オーヴァーロードのエクストリームマンのレビュー・感想・評価

オーヴァーロード(2018年製作の映画)
4.1
How's it feel to have blood of eternity inside you?

意外な良作、掘り出し物感。ジャンルが変転していくジャンル映画ということで、『ゲット・アウト』を思い出す。ナチスが優生思想をストレートに実現しようとし、そしてそれが成功してしまったら…というトンデモを、戦争映画と混ぜることでキャラクターの感情面含めて非常に巧みに処理している。

冒頭のパラシュート降下前の輸送機内ブリーフィングからの対空機関銃砲撃を受けた機内の惨状からの降下からの地雷からの教官の最後…という息もつかせぬハードコアな描写が炸裂する場面は映画の白眉であり、その後のトーンを決定付ける宣言でもある。ジャンルが不穏に移り変わっていく間も緊張が緩和することもない。

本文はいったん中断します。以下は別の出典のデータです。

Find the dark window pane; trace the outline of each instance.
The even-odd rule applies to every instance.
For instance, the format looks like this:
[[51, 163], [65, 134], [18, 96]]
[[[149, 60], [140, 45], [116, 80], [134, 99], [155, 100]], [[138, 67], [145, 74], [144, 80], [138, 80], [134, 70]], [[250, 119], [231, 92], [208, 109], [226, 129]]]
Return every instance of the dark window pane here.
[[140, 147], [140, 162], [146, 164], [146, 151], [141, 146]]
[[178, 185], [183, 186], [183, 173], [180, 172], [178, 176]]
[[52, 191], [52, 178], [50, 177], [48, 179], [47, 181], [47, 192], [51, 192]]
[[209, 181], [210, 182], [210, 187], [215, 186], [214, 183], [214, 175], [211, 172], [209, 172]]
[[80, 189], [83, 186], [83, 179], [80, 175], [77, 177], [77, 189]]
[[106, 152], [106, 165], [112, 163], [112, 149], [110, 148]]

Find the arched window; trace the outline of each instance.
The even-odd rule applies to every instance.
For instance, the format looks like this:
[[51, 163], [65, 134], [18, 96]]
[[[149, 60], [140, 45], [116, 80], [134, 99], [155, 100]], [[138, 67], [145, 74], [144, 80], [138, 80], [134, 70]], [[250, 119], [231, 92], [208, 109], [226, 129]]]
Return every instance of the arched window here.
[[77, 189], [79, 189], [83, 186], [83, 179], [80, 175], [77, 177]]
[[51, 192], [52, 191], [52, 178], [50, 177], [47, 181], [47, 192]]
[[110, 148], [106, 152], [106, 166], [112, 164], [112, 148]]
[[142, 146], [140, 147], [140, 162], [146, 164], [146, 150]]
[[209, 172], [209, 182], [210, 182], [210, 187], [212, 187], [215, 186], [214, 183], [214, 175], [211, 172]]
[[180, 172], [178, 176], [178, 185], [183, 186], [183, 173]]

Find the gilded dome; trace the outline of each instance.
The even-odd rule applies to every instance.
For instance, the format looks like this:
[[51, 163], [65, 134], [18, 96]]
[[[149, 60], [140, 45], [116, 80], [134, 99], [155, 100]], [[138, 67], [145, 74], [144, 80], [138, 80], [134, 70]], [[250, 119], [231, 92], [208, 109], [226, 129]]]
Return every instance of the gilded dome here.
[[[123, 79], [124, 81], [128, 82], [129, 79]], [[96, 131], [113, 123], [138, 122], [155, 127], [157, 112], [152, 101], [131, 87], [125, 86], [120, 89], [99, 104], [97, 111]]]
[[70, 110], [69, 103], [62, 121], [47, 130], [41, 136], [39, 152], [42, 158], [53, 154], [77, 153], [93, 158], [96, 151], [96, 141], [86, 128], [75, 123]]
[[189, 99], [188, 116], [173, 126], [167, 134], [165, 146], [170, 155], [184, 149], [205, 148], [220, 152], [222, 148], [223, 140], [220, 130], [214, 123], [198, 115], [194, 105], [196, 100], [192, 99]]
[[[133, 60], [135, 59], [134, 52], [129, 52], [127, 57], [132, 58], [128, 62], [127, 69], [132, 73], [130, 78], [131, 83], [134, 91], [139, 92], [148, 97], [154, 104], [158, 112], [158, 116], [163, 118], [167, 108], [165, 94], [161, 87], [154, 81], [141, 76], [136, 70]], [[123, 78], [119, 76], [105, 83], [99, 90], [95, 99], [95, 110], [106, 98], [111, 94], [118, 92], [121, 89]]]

反りが合わなかった決死隊の面々が徐々にチームとして機能し、やがて見過ごせない野望を前に結束していく戦争モノ、チームモノの王道で楽しませつつ、「オーヴァーロード」計画の産物である彼ら彼女らの描写もゴシックとスチームパンクのキメラとして良くできていて、恐ろしくもあり、悲惨さもあるという塩梅が実に上手い。この感覚で、いくつものジャンル映画を融合させた一連のシリーズorユニバースが形成されるのなら観てみたい。